Navitas jumped 10.5% to $21.28 in U.S. trading, pushing the Torrance, California firm’s market cap near $4.9 billion. Shares moved in a range from $19.68 to $21.98, with more than 26 million changing hands over the session.
With an at-the-market offering, a company can drip shares into public markets instead of unloading a huge block all at once. Navitas named Craig-Hallum Capital Group and UBS Securities to handle the sales, paying as much as 3.0% of gross proceeds, a May 11 filing shows.
The stock got another jolt after a deal in India. On May 11, Cyient Semiconductors announced it launched seven gallium nitride power devices for the Indian market, all built with Navitas technology. Gallium nitride—known as GaN—is used in power chips that handle electricity more efficiently and run cooler than standard silicon, depending on the application.

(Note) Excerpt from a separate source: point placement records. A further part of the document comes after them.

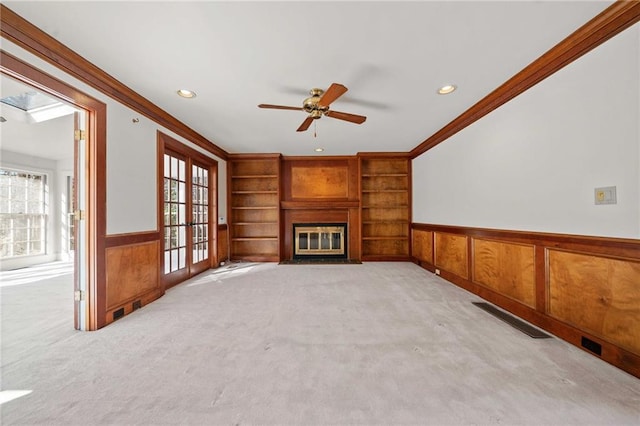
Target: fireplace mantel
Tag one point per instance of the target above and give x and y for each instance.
(319, 205)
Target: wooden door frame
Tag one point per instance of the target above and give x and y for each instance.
(96, 140)
(166, 142)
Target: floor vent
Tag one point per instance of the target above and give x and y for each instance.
(512, 321)
(592, 346)
(117, 314)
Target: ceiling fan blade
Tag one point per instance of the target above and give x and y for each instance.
(279, 107)
(333, 92)
(353, 118)
(305, 124)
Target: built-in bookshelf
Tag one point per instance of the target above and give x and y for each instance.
(254, 207)
(385, 207)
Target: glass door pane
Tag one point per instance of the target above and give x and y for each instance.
(200, 213)
(175, 208)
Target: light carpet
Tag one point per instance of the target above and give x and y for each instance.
(377, 343)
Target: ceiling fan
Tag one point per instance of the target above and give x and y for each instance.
(317, 105)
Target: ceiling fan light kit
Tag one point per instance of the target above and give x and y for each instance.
(317, 105)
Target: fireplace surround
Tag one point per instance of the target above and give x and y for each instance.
(320, 240)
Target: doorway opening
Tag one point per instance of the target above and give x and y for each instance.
(51, 181)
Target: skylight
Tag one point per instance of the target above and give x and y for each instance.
(29, 101)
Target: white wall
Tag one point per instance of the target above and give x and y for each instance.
(131, 158)
(533, 163)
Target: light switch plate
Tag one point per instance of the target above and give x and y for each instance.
(605, 195)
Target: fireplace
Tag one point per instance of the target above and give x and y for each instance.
(320, 240)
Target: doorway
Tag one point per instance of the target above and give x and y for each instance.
(188, 210)
(88, 163)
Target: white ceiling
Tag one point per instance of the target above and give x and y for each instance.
(51, 139)
(391, 55)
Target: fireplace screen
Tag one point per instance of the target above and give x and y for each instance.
(319, 240)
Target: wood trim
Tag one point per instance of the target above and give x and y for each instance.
(613, 20)
(116, 240)
(254, 156)
(318, 205)
(622, 247)
(603, 248)
(166, 143)
(31, 38)
(97, 161)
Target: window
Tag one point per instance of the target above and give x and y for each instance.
(23, 213)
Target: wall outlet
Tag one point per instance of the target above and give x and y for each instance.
(606, 195)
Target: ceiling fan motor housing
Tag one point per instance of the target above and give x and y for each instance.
(311, 105)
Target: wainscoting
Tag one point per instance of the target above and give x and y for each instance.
(585, 290)
(132, 273)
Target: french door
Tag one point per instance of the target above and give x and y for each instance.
(188, 216)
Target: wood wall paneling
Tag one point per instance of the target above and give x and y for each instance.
(573, 286)
(132, 272)
(451, 253)
(423, 245)
(506, 268)
(319, 182)
(597, 294)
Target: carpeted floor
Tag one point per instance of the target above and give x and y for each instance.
(377, 343)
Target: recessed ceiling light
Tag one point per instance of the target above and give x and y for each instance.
(445, 90)
(186, 93)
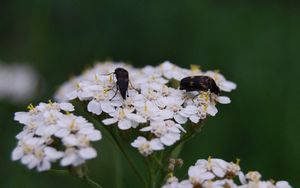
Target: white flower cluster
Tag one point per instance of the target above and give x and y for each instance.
(217, 173)
(52, 133)
(153, 103)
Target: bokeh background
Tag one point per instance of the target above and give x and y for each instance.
(254, 43)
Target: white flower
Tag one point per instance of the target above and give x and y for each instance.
(125, 118)
(33, 153)
(146, 147)
(217, 166)
(253, 176)
(167, 131)
(211, 173)
(153, 97)
(46, 123)
(198, 174)
(283, 184)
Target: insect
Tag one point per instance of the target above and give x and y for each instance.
(122, 82)
(199, 83)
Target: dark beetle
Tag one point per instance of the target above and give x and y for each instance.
(199, 83)
(122, 77)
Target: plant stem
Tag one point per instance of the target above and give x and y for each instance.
(91, 182)
(119, 144)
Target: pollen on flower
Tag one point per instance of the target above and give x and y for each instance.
(152, 101)
(53, 121)
(214, 173)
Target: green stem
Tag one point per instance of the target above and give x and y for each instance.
(91, 182)
(136, 171)
(113, 140)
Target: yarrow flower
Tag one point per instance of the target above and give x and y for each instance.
(154, 104)
(53, 133)
(217, 173)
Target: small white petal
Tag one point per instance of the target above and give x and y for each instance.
(109, 121)
(223, 100)
(283, 184)
(66, 107)
(180, 119)
(94, 107)
(136, 118)
(124, 124)
(62, 133)
(68, 160)
(212, 110)
(17, 153)
(87, 153)
(107, 107)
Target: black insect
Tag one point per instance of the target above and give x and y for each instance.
(122, 82)
(199, 83)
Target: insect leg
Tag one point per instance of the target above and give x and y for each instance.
(132, 86)
(115, 94)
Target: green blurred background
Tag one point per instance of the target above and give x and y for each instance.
(255, 44)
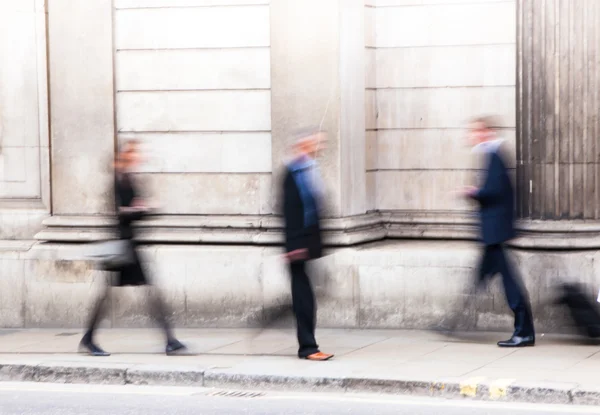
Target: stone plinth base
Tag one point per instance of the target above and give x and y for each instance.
(406, 284)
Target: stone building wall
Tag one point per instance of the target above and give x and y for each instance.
(192, 80)
(437, 64)
(214, 88)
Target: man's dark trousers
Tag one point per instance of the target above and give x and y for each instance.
(495, 261)
(303, 299)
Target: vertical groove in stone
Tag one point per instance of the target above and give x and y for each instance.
(558, 123)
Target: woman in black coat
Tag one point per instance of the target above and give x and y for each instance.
(129, 209)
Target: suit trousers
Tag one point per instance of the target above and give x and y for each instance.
(494, 261)
(304, 306)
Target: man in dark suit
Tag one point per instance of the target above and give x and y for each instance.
(302, 196)
(496, 211)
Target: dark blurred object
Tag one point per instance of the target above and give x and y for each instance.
(583, 308)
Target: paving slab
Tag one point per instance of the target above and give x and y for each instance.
(558, 370)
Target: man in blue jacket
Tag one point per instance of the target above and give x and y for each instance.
(302, 199)
(496, 210)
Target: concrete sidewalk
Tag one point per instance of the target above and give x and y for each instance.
(559, 369)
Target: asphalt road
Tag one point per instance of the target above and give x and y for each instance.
(50, 399)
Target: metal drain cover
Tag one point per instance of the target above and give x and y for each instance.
(236, 394)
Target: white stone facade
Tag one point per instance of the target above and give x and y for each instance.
(214, 88)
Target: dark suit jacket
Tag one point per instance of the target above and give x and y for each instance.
(297, 235)
(125, 194)
(496, 201)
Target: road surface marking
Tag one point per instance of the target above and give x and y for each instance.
(499, 388)
(469, 387)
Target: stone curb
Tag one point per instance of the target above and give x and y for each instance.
(453, 388)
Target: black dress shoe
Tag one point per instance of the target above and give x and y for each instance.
(174, 346)
(89, 347)
(516, 341)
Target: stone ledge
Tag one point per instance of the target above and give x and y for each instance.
(349, 231)
(167, 375)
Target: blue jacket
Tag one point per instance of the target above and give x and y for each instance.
(497, 202)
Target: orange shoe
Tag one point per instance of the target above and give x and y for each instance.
(319, 357)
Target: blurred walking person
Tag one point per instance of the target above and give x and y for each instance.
(302, 198)
(130, 208)
(496, 210)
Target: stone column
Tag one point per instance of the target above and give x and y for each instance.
(82, 115)
(558, 110)
(318, 73)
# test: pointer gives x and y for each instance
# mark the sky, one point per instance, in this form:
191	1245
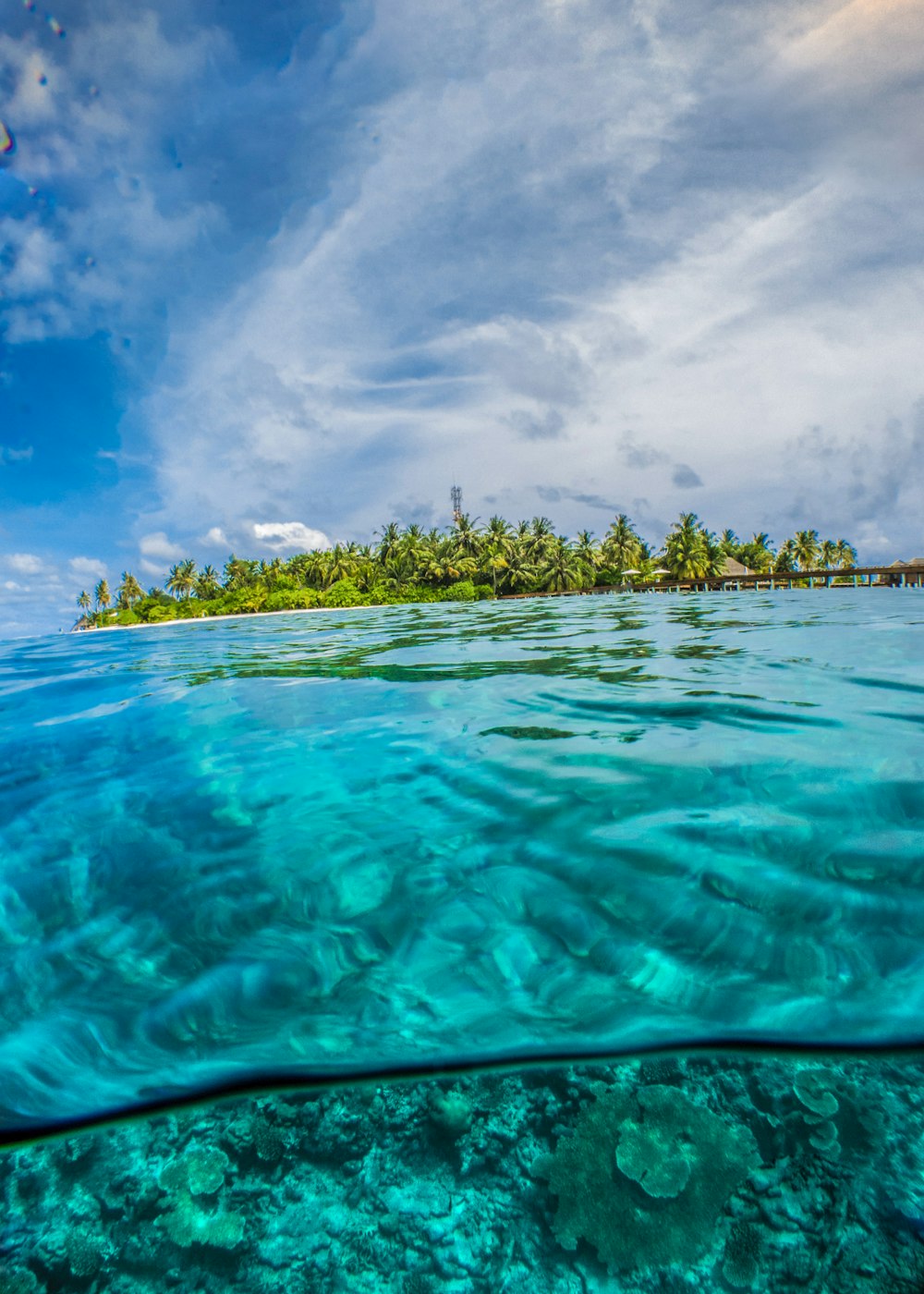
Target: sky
274	275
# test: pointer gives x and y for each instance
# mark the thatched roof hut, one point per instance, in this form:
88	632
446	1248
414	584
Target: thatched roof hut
733	569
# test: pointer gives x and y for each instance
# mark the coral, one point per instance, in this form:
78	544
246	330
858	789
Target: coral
188	1223
813	1089
201	1171
653	1154
84	1254
19	1280
451	1112
627	1225
268	1141
742	1255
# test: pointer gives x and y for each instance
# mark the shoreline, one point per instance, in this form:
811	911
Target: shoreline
782	582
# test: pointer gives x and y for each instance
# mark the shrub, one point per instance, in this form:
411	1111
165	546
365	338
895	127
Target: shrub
464	591
293	599
244	601
345	592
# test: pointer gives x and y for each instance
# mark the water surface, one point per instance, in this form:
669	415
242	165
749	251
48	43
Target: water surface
336	841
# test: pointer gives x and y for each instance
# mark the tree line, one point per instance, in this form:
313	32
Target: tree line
461	565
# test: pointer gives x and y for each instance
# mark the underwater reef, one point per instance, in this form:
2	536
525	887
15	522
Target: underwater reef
698	1173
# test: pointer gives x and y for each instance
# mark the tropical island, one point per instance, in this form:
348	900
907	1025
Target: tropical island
464	563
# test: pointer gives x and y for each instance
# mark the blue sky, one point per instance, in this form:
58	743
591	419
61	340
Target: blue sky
274	275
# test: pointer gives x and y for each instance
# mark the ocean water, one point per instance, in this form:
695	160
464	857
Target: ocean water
665	849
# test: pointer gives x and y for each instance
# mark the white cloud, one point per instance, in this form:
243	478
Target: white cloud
26	563
289	534
157	545
90	567
16	456
410	326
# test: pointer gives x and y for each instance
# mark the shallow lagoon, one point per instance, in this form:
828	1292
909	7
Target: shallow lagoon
334	844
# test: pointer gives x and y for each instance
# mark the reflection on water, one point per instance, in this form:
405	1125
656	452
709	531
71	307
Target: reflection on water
341	841
708	1173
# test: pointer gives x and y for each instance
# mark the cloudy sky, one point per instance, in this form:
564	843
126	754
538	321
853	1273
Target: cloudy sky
277	274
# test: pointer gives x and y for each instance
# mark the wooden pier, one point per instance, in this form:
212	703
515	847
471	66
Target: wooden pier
908	576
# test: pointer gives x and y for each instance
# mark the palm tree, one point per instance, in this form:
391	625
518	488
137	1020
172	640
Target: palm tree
239	573
845	554
466	536
588	550
129	591
805	549
391	533
687	550
496	563
785	558
520	573
562	567
341	565
181	579
827	554
207	584
621	543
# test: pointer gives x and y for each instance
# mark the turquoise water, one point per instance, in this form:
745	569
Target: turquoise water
333	843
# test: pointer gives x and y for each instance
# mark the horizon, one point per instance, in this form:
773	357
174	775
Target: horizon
277	275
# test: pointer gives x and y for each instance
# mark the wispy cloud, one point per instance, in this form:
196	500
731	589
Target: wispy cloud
627	251
158	546
26	563
9	455
88	568
289	534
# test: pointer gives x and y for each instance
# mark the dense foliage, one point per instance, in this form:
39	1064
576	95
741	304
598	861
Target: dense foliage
462	565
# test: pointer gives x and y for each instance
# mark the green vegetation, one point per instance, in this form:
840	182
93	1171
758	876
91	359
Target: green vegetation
462	565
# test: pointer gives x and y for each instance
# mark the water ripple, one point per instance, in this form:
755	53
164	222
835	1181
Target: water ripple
345	841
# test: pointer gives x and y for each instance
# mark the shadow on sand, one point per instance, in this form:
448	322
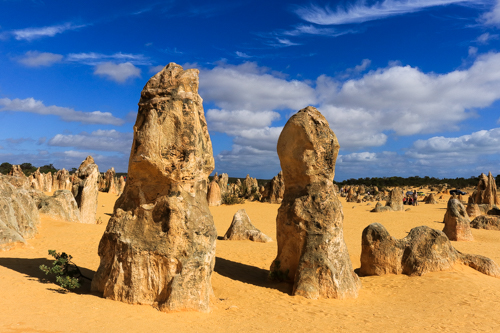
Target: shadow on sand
249	274
31	268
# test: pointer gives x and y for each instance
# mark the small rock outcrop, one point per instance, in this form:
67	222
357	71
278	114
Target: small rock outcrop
159	245
424	250
456	222
486	191
85	189
60	206
241	228
309	227
488	222
213	194
19	217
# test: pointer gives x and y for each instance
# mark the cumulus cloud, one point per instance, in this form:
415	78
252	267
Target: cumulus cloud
233	122
92	58
102	140
492	17
253	88
30	34
39	59
117	72
66	114
361	12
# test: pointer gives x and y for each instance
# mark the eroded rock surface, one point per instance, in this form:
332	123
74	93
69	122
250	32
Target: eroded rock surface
423	250
456	222
19	217
241	228
311	249
159	245
85	189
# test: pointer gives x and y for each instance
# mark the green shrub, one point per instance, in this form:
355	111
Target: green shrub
67	273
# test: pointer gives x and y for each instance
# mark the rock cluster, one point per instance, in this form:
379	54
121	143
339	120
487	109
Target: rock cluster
19	217
241	228
85	190
423	250
456	222
159	245
311	249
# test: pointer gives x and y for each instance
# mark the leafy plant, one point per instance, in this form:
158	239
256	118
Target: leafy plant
68	274
277	274
231	199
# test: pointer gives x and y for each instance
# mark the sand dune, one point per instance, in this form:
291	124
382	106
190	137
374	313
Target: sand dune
452	301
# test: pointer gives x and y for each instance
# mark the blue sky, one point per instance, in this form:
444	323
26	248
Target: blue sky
409	87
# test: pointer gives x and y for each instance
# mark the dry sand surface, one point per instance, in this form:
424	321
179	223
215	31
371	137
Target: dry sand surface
461	300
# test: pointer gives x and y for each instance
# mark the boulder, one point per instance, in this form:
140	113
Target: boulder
19	217
423	250
241	228
488	222
213	194
456	222
430	199
309	227
159	245
85	188
486	191
61	205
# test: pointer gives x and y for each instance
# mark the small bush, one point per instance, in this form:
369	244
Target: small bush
67	273
231	199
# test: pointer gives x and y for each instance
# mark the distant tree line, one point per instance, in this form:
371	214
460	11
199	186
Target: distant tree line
27	168
414	181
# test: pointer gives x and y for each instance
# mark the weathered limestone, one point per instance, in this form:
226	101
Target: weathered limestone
430	199
85	185
213	194
61	205
241	228
456	222
423	250
486	191
274	190
311	249
488	222
19	216
159	246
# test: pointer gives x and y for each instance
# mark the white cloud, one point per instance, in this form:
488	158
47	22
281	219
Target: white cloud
361	12
492	17
117	72
485	38
233	122
38	59
103	140
30	34
92	58
249	87
67	114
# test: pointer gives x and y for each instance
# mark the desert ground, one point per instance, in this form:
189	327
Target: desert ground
460	300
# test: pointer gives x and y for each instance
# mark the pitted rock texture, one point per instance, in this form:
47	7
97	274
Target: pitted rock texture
486	191
213	194
85	189
19	217
159	245
424	250
311	247
456	222
241	228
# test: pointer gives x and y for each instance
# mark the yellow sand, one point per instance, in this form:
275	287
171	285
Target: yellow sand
461	300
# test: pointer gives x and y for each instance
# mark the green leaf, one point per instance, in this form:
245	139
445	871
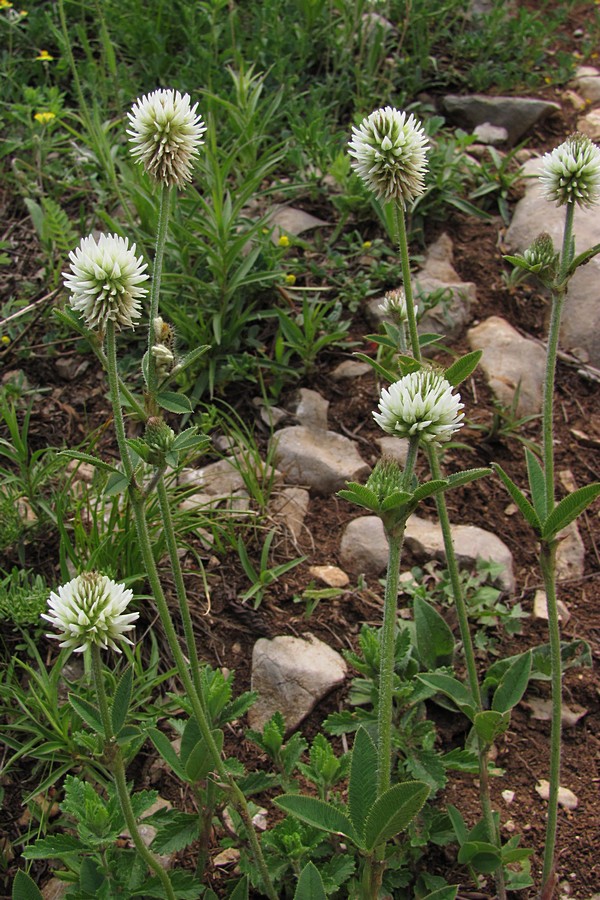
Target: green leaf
362	786
568	509
393	812
24	888
53	847
88	712
489	724
448	892
435	641
537	484
166	751
386	374
88	458
520	499
122	699
451	687
463	367
310	884
174	402
318	814
483	857
513	684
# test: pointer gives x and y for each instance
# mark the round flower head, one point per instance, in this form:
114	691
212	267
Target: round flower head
389	151
104	281
571	173
420	403
90	610
166	133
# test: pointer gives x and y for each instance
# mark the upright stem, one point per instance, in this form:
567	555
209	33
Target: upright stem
198	704
548	552
388	638
469	652
161	239
405	263
118	771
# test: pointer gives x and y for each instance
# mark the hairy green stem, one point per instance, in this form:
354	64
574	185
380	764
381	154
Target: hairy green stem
198	704
548	553
118	770
161	239
406	279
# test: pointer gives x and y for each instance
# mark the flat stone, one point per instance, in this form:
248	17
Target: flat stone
350	368
291	675
330	575
289	507
310	409
364	546
570	553
590	124
289	220
220	478
516	114
534	215
322	460
510	362
450	316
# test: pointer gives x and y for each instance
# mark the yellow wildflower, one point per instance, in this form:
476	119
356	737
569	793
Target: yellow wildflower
44	117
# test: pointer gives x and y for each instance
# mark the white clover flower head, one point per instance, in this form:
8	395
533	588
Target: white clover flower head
571	173
104	281
165	132
394	305
90	610
390	154
421	403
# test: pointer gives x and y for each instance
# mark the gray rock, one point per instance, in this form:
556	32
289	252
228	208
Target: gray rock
533	215
590	124
516	114
289	507
364	547
491	134
321	460
289	220
310	409
451	315
291	675
219	479
510	362
350	368
471	543
570	554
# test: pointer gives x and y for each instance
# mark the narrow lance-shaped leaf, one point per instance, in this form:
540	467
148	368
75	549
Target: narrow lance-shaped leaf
568	509
310	884
520	499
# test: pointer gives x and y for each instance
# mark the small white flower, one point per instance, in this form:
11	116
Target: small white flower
104	281
166	133
389	151
420	403
394	305
90	610
571	173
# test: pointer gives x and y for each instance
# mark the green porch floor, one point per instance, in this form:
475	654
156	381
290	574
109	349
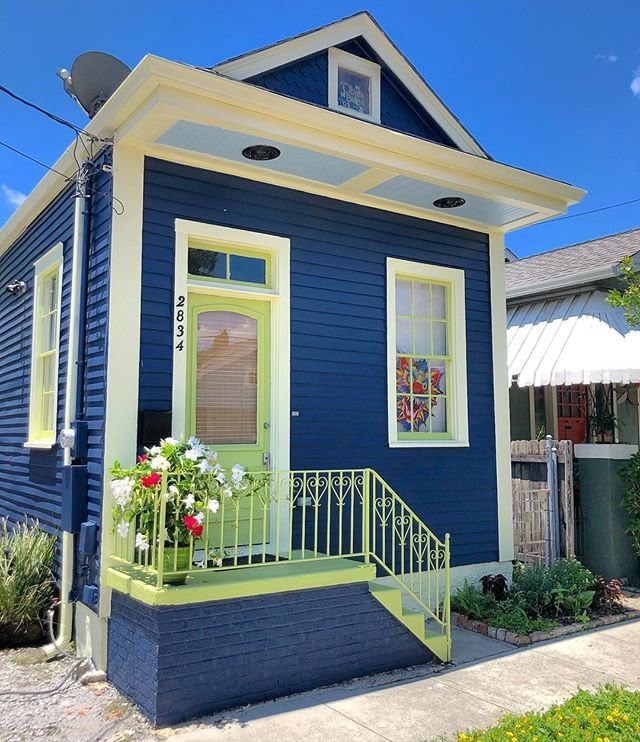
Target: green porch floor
204	586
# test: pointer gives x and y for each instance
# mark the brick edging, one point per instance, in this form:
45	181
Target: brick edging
522	640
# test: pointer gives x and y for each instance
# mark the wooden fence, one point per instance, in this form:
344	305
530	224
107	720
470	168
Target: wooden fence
530	461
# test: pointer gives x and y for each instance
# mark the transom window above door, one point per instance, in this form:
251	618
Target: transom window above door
219	264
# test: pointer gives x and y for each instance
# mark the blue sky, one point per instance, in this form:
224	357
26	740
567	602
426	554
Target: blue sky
544	85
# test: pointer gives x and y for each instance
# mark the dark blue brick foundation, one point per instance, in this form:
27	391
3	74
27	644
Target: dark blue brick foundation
179	662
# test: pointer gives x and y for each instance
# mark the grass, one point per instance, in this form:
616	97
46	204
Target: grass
611	713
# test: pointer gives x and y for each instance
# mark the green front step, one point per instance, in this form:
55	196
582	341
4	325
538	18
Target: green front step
140	583
391	598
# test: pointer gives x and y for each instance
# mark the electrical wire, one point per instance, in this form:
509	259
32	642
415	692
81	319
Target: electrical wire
593	211
70	179
52	116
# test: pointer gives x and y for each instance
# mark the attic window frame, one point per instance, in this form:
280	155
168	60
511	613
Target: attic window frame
341	59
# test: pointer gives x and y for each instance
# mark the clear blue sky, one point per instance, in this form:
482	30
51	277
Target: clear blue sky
542	84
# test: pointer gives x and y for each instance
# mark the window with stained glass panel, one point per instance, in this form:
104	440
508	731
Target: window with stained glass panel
423	361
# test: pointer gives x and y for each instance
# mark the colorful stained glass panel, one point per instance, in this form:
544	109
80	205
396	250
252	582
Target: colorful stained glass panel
403	380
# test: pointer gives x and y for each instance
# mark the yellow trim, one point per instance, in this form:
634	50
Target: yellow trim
48	266
360	24
123	340
457	381
501	395
159	92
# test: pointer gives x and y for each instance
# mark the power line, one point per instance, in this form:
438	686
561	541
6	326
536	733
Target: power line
33	159
52	116
74	178
593	211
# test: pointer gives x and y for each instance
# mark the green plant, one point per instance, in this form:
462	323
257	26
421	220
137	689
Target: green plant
26	588
630	475
610	713
628	297
608	595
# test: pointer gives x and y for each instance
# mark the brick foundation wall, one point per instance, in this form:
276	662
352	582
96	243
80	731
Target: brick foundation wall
179	662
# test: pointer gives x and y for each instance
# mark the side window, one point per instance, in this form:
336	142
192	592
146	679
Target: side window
45	348
427	368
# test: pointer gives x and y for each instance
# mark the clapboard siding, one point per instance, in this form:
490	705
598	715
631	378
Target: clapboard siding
30	479
307	79
338	336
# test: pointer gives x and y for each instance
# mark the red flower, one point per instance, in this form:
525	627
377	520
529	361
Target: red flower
193	526
150	480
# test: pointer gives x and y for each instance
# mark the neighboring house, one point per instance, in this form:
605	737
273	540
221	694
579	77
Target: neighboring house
304	266
574	366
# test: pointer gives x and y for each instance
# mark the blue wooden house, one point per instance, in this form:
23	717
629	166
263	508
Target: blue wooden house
298	257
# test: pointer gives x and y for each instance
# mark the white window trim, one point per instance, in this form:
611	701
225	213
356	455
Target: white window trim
457	328
339	58
50	260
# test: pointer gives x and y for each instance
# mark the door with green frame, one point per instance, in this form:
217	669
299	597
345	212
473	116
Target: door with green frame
228	400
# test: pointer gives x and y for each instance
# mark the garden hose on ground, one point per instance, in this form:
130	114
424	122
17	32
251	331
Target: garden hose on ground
63	682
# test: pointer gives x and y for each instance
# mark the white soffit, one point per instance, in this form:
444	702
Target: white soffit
304	163
577	339
418	193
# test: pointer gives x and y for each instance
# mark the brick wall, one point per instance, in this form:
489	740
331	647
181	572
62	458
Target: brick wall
178	662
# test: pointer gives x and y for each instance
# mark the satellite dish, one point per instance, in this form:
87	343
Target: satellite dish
95	76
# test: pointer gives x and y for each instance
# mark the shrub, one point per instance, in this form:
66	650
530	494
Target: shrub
630	475
608	595
26	588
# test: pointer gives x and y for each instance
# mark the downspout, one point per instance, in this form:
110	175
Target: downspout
74	388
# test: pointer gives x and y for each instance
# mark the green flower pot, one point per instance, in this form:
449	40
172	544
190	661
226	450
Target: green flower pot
183	562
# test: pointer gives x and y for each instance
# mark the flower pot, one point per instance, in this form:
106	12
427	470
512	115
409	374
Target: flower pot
170	563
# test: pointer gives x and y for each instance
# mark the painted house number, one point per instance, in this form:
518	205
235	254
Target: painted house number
180	323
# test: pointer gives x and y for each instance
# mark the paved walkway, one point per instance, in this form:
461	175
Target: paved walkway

Cyient announced plans to license Navitas’s GaN technology in India and serve as a secondary supplier for selected GaN devices that Navitas already mass-produces. Navitas president and CEO Chris Allexandre described India as “a key market” for its high-power approach. For Cyient Semiconductors, CEO Suman Narayan called the debut its “first family of GaN power ICs.” PR Newswire
Navitas remains a minor player in the semiconductor space. For the first quarter, revenue dropped to $8.6 million from $14.0 million the previous year. GAAP operating loss came in at $27.8 million. As of March 31, cash and cash equivalents stood at $221.0 million, excluding the funds from the latest share sale.
Management is calling this phase a reset. Allexandre pointed to the first quarter as a sign of “return to top-line sequential growth,” highlighting Navitas’s shift away from “mobile and consumer” markets. CFO Tonya Stevens described “strong momentum” in their core high-power segments, adding that the company anticipates sequential revenue gains continuing into the rest of 2026.
Navitas finds itself up against some heavyweights. Its annual report names Infineon Technologies, Power Integrations, and Texas Instruments as the main rivals in GaN—each one bigger, each with a much thicker wallet.
That context sheds light on why investors are piling in. According to Reuters on Wednesday, semiconductor stocks have fueled much of the latest U.S. equity surge, AI infrastructure spending driving up demand not just for Nvidia but across the sector. Still, a few voices caution this trade might be looking overextended.
The risks aren’t exactly hidden. Navitas is tapping the equity markets while still running at a loss, banking on its AI power, grid, and industrial projects turning development into actual revenue. The company’s filings flag the uncertainty: these markets are newer, demand swings are harder to gauge, standards keep shifting, and rivals could outpace Navitas or simply outspend it.
At this stage, investors see the capital raise as backing a strategic shift rather than a signal of trouble. But if the fresh funds don’t deliver on orders, margins, or a route to profitability, that perception could flip in a hurry.